Anatomy of Capability Emergence: Scale-Invariant Representation Collapse and Top-Down Reorganization in Neural Networks
Jayadev Billa · Feb 17, 2026 · Citations: 0
Abstract
Capability emergence during neural network training remains mechanistically opaque. We track five geometric measures across five model scales (405K--85M parameters), 120 task$\times$level$\times$ model combinations (119 achieving accuracy-based emergence) across eight algorithmic tasks, and three Pythia language models (160M--2.8B).

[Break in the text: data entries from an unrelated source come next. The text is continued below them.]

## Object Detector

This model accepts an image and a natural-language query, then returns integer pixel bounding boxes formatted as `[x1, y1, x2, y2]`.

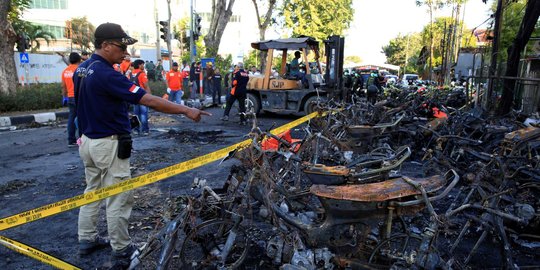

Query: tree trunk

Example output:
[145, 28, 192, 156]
[204, 0, 235, 57]
[252, 0, 276, 72]
[497, 0, 540, 115]
[0, 0, 19, 94]
[428, 5, 433, 81]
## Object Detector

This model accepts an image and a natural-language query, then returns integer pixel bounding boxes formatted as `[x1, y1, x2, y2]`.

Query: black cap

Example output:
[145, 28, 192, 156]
[172, 62, 178, 67]
[94, 23, 137, 45]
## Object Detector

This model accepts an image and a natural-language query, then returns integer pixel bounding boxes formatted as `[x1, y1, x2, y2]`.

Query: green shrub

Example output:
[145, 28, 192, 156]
[147, 80, 167, 98]
[0, 84, 63, 113]
[0, 80, 169, 113]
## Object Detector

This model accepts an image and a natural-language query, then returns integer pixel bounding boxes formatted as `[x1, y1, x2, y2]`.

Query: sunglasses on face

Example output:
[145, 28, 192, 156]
[108, 42, 127, 52]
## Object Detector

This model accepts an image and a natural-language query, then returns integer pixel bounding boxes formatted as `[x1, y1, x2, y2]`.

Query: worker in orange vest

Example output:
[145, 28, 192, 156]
[61, 52, 82, 147]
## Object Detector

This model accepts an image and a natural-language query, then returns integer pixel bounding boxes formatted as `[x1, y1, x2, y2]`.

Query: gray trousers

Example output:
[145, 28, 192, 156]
[78, 134, 133, 251]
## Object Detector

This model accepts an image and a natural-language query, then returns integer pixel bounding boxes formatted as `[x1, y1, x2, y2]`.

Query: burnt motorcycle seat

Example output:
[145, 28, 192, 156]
[310, 174, 446, 202]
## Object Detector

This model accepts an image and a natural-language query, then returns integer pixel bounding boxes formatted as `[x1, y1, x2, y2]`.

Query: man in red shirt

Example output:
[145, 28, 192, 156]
[61, 52, 82, 146]
[166, 62, 184, 104]
[130, 59, 152, 135]
[119, 55, 131, 75]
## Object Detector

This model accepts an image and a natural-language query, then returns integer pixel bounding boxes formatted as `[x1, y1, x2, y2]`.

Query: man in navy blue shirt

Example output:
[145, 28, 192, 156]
[74, 22, 210, 268]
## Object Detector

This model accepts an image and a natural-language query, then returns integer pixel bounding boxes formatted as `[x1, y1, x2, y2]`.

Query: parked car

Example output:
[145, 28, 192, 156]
[400, 74, 420, 88]
[385, 75, 399, 86]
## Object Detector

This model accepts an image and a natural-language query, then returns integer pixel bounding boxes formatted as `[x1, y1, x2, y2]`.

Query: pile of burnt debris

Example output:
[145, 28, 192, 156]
[136, 88, 540, 269]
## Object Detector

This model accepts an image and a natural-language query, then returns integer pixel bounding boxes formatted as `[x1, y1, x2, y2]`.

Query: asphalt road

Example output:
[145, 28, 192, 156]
[0, 105, 303, 269]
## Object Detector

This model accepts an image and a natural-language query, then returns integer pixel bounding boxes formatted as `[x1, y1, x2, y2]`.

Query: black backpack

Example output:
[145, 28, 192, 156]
[130, 72, 142, 86]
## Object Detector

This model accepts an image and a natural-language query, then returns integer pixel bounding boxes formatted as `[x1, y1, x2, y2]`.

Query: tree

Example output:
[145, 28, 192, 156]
[243, 49, 259, 71]
[24, 23, 55, 52]
[180, 37, 205, 65]
[173, 17, 190, 59]
[0, 0, 30, 94]
[498, 0, 540, 115]
[420, 17, 456, 68]
[416, 0, 450, 79]
[383, 34, 409, 67]
[204, 0, 236, 57]
[68, 17, 95, 52]
[383, 33, 423, 74]
[251, 0, 277, 71]
[345, 55, 362, 64]
[214, 53, 233, 76]
[279, 0, 354, 42]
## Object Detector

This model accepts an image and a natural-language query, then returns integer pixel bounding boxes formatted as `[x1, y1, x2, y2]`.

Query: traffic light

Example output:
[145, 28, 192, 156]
[193, 13, 202, 40]
[159, 21, 169, 42]
[25, 35, 31, 50]
[16, 34, 30, 52]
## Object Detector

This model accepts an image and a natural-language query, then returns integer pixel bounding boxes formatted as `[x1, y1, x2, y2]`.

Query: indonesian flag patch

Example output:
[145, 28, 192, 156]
[129, 85, 140, 93]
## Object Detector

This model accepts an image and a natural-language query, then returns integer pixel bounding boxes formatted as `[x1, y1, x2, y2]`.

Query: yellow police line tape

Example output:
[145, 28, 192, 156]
[0, 111, 319, 269]
[0, 235, 80, 270]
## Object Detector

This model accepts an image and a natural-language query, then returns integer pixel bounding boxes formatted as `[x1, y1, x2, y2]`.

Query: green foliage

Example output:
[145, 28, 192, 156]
[24, 23, 56, 52]
[382, 33, 423, 74]
[273, 56, 285, 74]
[345, 55, 362, 64]
[8, 0, 31, 25]
[148, 80, 167, 98]
[180, 53, 191, 66]
[0, 81, 177, 113]
[173, 17, 190, 44]
[491, 0, 540, 61]
[214, 54, 233, 76]
[383, 8, 479, 76]
[173, 17, 190, 56]
[243, 50, 260, 71]
[279, 0, 354, 42]
[68, 17, 95, 52]
[420, 17, 456, 67]
[9, 0, 32, 43]
[415, 0, 447, 10]
[194, 38, 206, 60]
[178, 37, 206, 64]
[0, 83, 63, 113]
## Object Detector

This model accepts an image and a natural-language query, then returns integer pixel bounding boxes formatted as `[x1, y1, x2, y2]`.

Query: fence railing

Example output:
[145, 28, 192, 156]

We find: (1) training begins with a universal representation collapse to task-specific floors that are scale-invariant across a 210$\times$ parameter range (e.g., modular arithmetic collapses to RANKME $\,\approx\,$2.0 regardless of model size); (2) collapse propagates top-down through layers (28/32 task$ \times $model consistency), contradicting bottom-up feature-building intuition; (3) a geometric hierarchy in which representation geometry leads emergence (100% precursor rate for hard tasks across all model sizes), while the local learning coefficient is synchronous (0/24 precursor) and Hessian measures lag. We also delineate prediction limits: geometric measures encode coarse task difficulty but not fine-grained timing (within-class concordance ranges from 52% for easy tasks to 69% for hard tasks; when task ordering reverses across scales, prediction fails at 26%). On Pythia, global geometric patterns replicate but per-task precursor signals do not, as the precursor relationship requires task--training alignment that naturalistic pre-training does not provide. Our contribution is the geometric anatomy of emergence and its boundary conditions, not a prediction tool.